Cosmos-H-Surgical Overview

Description:

Cosmos-H-Surgical-Predict is a fine-tuned world foundation model for surgical robotics applications, built on NVIDIA's Cosmos platform. Fine-tuned from Cosmos-Predict2.5-2B, the model takes a first frame image and a text description as input and predicts the next 92 future frames of surgical video. This enables synthetic data generation (SDG) for training downstream policy models for surgical robotics. The model is adapted from the Cosmos foundation model to the surgical domain. The functionality is the same as the original Cosmos-Predict2.5-2B, with one key difference: Cosmos-H-Surgical-Predict drops text-only video generation and requires a first frame image as input alongside the text description.

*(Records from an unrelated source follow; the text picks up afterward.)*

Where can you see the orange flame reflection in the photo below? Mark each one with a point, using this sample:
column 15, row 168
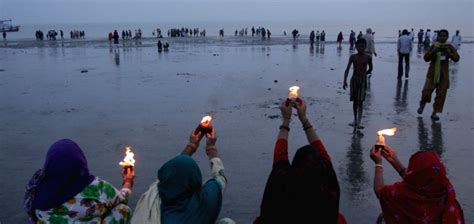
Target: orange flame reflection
column 128, row 160
column 293, row 92
column 389, row 132
column 206, row 121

Cosmos-H-Surgical-Transfer is a fine-tuned world foundation model for surgical robotics applications, built on NVIDIA's Cosmos platform. Fine-tuned from Cosmos-Transfer2.5-2B, the model transfers control input videos (depth maps, segmentation masks, edge maps, or blurred RGB) into photorealistic surgical videos. This bridges the simulation-to-real (sim2real) gap by converting synthetic/CG-rendered videos into photorealistic equivalents.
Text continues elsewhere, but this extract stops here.